Nous voyons par ce nouvel exemple à quel point les nécessités économiques qui mènent le monde l’emportent sur les rêveries des illuminés qui voudraient le réformer à leur gré.


Le communisme a réalisé en Russie le rêve jacobin : « Toutes les libertés, y compris celle d’opinion, sont immédiatement supprimées. Le gouvernement seul a le droit de penser et d’agir. »

En échange d’un pareil esclavage, l’ouvrier est-il plus heureux qu’en régime capitaliste ? Aucune des personnes ayant visité la Russie n’a encore répondu par l’affirmative. Ce serait donc pour aboutir à l’esclavage complet du travailleur, et nullement à son émancipation, que serait entreprise l’effroyable guerre civile rêvée par les communistes dans l’espoir de défaire la bourgeoisie à laquelle sont dues, avec tous les progrès de la civilisation, les améliorations sociales dont la classe ouvrière profite.

Le militarisme ou le fascisme semblent les inévitables conséquences du communisme. Ces régimes ne comportent aucune liberté ; mais, alors que le communisme appartient à la série des forces destructives, le fascisme et le militarisme font partie des forces constructives.
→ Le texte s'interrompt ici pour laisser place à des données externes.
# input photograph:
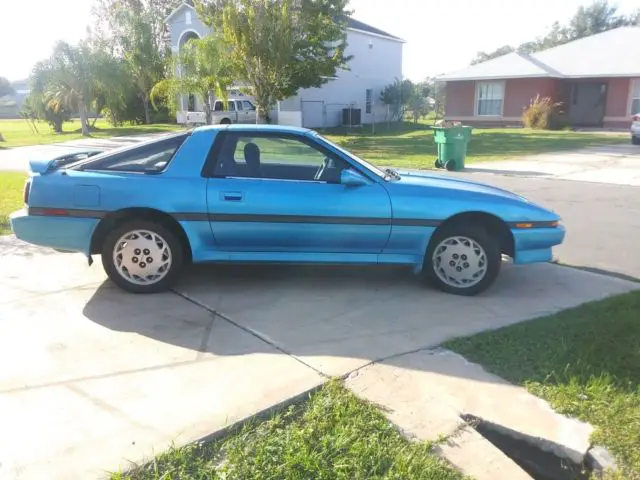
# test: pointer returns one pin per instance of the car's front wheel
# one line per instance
(142, 256)
(463, 260)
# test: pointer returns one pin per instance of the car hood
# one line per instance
(434, 180)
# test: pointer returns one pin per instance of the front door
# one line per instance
(587, 104)
(282, 193)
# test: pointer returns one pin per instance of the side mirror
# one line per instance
(351, 178)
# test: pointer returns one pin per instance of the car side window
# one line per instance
(276, 157)
(149, 158)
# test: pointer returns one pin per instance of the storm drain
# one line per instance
(540, 463)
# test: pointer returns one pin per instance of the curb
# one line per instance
(600, 461)
(596, 271)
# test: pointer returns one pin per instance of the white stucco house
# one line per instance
(376, 62)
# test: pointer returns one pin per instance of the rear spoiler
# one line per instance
(43, 167)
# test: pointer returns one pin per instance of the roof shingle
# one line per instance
(615, 53)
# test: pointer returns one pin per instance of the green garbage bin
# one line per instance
(452, 146)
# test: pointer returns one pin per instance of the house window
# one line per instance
(490, 97)
(635, 97)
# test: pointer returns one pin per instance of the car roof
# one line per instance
(256, 128)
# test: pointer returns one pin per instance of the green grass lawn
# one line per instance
(411, 146)
(333, 436)
(585, 361)
(18, 132)
(11, 185)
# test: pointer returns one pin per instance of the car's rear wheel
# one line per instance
(463, 260)
(142, 256)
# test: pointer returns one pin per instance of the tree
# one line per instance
(201, 67)
(597, 17)
(5, 89)
(65, 82)
(112, 84)
(280, 46)
(143, 51)
(37, 103)
(135, 31)
(72, 81)
(483, 56)
(397, 96)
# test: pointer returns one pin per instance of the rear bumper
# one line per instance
(535, 245)
(62, 233)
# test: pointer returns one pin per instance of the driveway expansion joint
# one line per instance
(248, 330)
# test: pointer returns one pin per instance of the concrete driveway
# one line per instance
(92, 377)
(596, 193)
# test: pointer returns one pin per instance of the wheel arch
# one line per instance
(490, 222)
(115, 218)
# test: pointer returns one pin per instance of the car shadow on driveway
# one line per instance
(337, 319)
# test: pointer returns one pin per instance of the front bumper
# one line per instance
(534, 245)
(62, 233)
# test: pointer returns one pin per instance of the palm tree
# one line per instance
(201, 68)
(71, 82)
(5, 89)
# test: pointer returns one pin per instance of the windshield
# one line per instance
(362, 162)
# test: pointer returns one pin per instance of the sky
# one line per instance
(442, 36)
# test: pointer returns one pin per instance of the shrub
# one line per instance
(544, 114)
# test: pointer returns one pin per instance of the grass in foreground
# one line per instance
(334, 436)
(411, 146)
(11, 185)
(585, 361)
(18, 133)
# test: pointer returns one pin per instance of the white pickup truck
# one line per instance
(237, 111)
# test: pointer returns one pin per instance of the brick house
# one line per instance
(597, 79)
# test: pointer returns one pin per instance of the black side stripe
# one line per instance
(65, 212)
(515, 225)
(218, 217)
(324, 220)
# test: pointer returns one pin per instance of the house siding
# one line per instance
(520, 91)
(460, 100)
(617, 107)
(376, 63)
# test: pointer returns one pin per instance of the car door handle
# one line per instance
(232, 196)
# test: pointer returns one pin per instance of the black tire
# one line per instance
(476, 233)
(174, 245)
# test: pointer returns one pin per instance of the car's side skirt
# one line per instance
(310, 258)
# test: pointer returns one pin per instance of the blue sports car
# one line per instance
(257, 193)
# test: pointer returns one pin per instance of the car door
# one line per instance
(278, 192)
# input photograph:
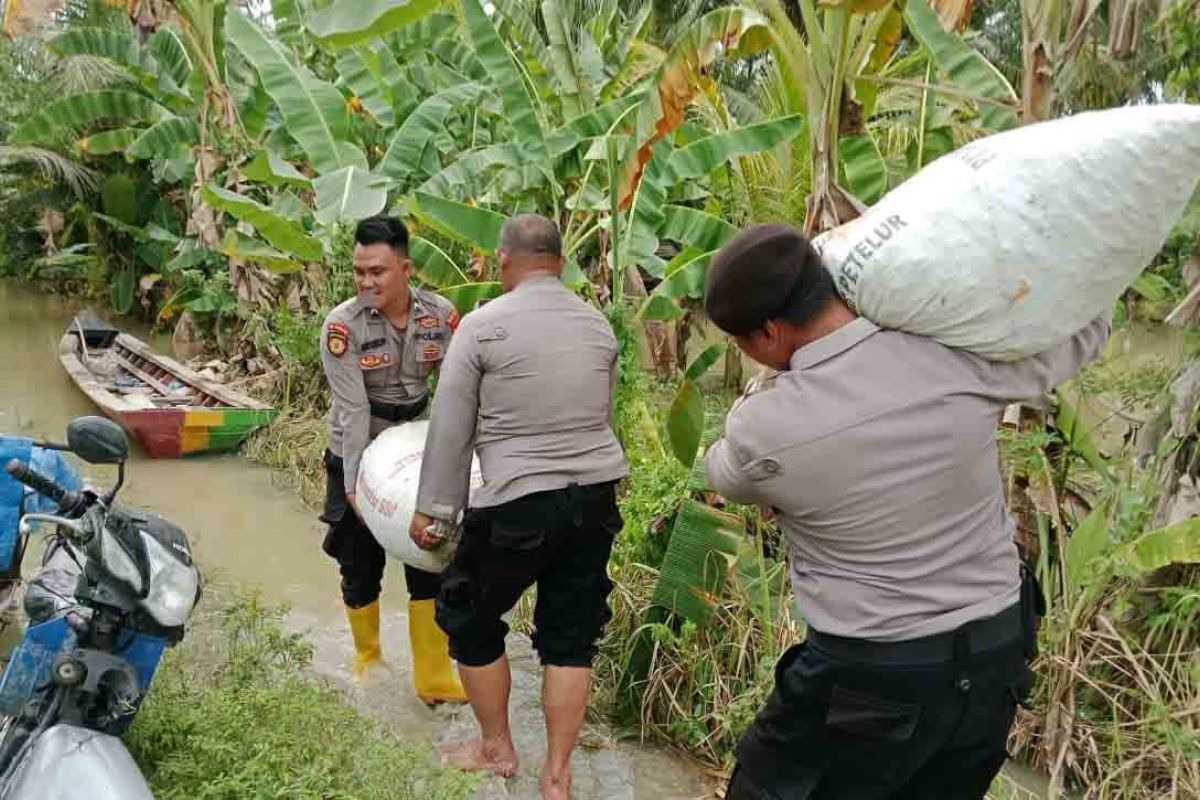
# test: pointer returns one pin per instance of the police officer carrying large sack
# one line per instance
(876, 451)
(537, 367)
(378, 352)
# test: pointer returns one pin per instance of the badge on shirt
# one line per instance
(375, 360)
(337, 338)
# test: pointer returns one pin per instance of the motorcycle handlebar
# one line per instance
(43, 485)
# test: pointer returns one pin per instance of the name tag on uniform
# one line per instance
(375, 360)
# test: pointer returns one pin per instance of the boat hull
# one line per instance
(172, 431)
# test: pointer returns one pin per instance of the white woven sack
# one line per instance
(389, 475)
(1012, 244)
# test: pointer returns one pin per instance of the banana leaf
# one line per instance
(695, 228)
(171, 55)
(100, 42)
(433, 266)
(349, 194)
(593, 124)
(1079, 438)
(473, 172)
(78, 110)
(280, 232)
(502, 68)
(403, 155)
(574, 89)
(867, 173)
(468, 295)
(1179, 543)
(288, 20)
(729, 32)
(685, 417)
(247, 248)
(1089, 541)
(640, 239)
(701, 157)
(363, 71)
(107, 142)
(166, 139)
(346, 23)
(469, 224)
(703, 547)
(964, 67)
(269, 167)
(313, 110)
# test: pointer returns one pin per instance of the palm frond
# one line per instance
(53, 167)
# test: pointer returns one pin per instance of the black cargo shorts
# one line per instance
(558, 540)
(917, 720)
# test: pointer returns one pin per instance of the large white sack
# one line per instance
(1012, 244)
(389, 475)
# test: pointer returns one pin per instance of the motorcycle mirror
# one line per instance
(97, 440)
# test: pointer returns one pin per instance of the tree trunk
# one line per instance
(1041, 30)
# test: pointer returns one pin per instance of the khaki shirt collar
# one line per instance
(544, 278)
(832, 344)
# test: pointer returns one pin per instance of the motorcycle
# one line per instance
(117, 587)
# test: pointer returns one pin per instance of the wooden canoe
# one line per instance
(171, 409)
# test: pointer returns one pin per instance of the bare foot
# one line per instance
(556, 787)
(497, 757)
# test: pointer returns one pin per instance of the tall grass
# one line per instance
(234, 714)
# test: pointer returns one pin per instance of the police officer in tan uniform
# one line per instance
(537, 367)
(378, 350)
(876, 450)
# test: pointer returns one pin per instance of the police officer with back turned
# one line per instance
(378, 350)
(876, 451)
(537, 368)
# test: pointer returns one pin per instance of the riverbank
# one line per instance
(258, 527)
(251, 529)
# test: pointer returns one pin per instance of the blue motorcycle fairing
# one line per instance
(33, 661)
(17, 499)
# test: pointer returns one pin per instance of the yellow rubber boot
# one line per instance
(365, 627)
(435, 677)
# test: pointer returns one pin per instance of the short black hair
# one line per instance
(382, 229)
(766, 272)
(531, 234)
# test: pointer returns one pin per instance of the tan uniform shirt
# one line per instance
(367, 359)
(538, 368)
(877, 450)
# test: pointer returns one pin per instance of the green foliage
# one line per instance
(298, 337)
(235, 716)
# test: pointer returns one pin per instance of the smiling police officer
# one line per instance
(378, 350)
(877, 452)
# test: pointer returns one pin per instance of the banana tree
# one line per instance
(833, 71)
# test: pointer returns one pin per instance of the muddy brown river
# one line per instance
(250, 531)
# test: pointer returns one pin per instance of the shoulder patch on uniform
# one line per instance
(375, 360)
(337, 337)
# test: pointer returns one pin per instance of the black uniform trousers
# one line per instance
(359, 555)
(919, 720)
(558, 540)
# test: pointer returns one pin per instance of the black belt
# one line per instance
(977, 636)
(397, 413)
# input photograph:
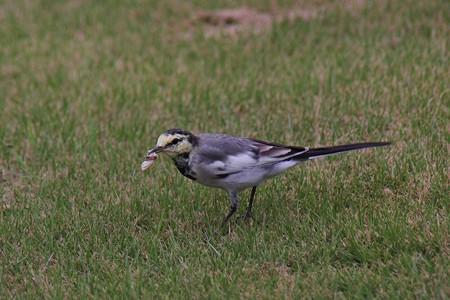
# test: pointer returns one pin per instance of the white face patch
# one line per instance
(183, 146)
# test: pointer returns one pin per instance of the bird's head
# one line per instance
(175, 142)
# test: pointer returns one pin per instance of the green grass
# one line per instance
(86, 88)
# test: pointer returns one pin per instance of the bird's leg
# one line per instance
(234, 203)
(248, 213)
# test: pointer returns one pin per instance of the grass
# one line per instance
(88, 86)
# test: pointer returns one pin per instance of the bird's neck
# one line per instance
(182, 163)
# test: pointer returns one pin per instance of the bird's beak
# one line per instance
(156, 150)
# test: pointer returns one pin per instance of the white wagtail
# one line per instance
(235, 163)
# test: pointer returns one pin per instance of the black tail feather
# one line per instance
(323, 151)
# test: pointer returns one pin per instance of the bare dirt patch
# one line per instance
(237, 20)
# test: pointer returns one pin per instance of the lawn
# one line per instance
(87, 87)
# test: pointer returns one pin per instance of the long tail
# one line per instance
(324, 151)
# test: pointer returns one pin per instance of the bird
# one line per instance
(234, 163)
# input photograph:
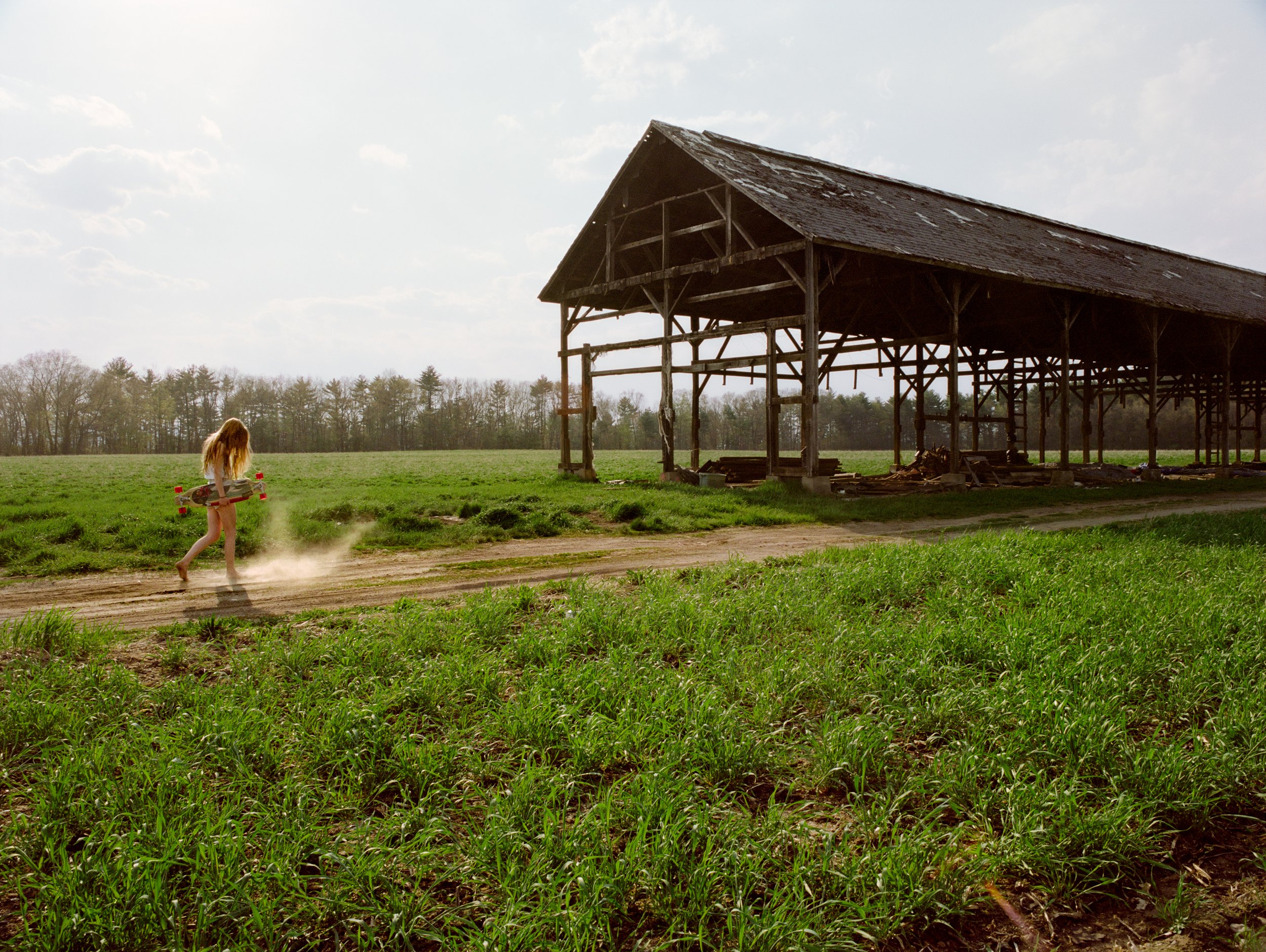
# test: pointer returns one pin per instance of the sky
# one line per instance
(338, 189)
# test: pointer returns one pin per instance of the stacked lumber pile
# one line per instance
(754, 469)
(920, 477)
(1103, 474)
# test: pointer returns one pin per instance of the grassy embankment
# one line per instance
(82, 514)
(817, 752)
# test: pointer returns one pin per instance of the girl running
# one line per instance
(226, 456)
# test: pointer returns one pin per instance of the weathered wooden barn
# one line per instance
(835, 270)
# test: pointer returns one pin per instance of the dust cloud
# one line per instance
(287, 563)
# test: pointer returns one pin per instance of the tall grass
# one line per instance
(62, 515)
(817, 752)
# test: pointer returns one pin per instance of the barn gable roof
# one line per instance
(872, 213)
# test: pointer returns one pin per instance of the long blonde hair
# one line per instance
(231, 447)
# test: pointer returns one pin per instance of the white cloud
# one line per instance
(98, 185)
(550, 240)
(882, 82)
(376, 152)
(1055, 39)
(760, 123)
(1170, 99)
(637, 49)
(100, 269)
(583, 148)
(880, 165)
(385, 302)
(484, 256)
(26, 242)
(95, 109)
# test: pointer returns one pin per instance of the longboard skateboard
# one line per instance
(207, 494)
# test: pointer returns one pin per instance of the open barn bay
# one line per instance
(834, 751)
(75, 514)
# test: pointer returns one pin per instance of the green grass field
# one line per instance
(821, 752)
(80, 514)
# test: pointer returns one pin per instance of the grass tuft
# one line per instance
(829, 751)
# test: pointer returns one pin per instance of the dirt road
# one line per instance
(335, 580)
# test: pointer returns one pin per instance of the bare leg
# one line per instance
(228, 518)
(213, 532)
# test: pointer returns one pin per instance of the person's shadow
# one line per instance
(231, 599)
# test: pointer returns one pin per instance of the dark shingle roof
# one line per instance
(867, 212)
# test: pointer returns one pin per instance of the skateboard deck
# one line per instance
(234, 492)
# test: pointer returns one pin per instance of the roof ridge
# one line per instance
(928, 189)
On connaît la légende de l’apprenti sorcier qui, possédant la formule magique capable de faire jaillir l’eau du sol, mais ignorant celle pouvant l’arrêter, fut submergé par le torrent qu’il avait fait surgir.

Nos imprudents radicaux pourraient bien être victimes, eux aussi, de la force destructrice des communistes, qu’ils soutinrent souvent dans les périodes électorales. Un des grands chefs du radicalisme assurait ne pas connaître d’ennemis à gauche. C’était pourtant à gauche que grandissaient les futurs destructeurs de son parti. Suivant une loi constante de l’Histoire, les mouvements révolutionnaires non réprimés à leurs débuts s’accélèrent rapidement et finissent par acquérir une irrésistible puissance.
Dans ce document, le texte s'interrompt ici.